Chemical and UV mutants both showed an increase in proteolytic activity at 43 °C as compared to protease from wild strain which is active at 40 °C. This result is consistent with the study by Olajyuigbe and Ajele (2005). So proteases from fungi can be used at industrial scale due to their thermotolerant properties.

Effect of metal ions on protease activity

The effect of metal ions showed that alkaline protease was not a metalloprotease but ZnCl2 and FeSO4 severely affected the activity of enzymes and acted as enzyme inhibitors (Fig.4). Relative activity of enzymes from wild and mutant strains was calculated using different metal ions. Only Mg++ did not affect the activity of the three proteases. A neutral metalloprotease activated by Mn2+ for activity and inhibited by FeSO4 and MgSO4 and chelating agents was described by Sumantha et al. (2006).

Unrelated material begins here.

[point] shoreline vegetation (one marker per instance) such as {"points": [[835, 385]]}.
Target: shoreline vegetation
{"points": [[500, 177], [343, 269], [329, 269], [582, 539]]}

Fig.4. Comparison of metal ions effect on enzyme activity of Wild, UV-treated(AU1) and EMS-treated (AC1) fungal strains.

Airlift fermentor study

The best mutant obtained by EMS treatment after 120min treatment was subjected to production in 1L airlift fermentor. The Mutant strain of Rhizopus oryzae produced two fold increase in proteolytic activity than wild strain. While in comparison, 700PU/ml enzyme units were obtained from wild Rhizopus oryzae but EMS treated strain produced 1509.5 PU/ml in airlift fermentor. Plate assay of enzyme from wild, EMS treated mutant and fermenter study is shown in Fig.5.

Fig.5. A comparison of activities of wild and chemical mutant with fermenter produced protease.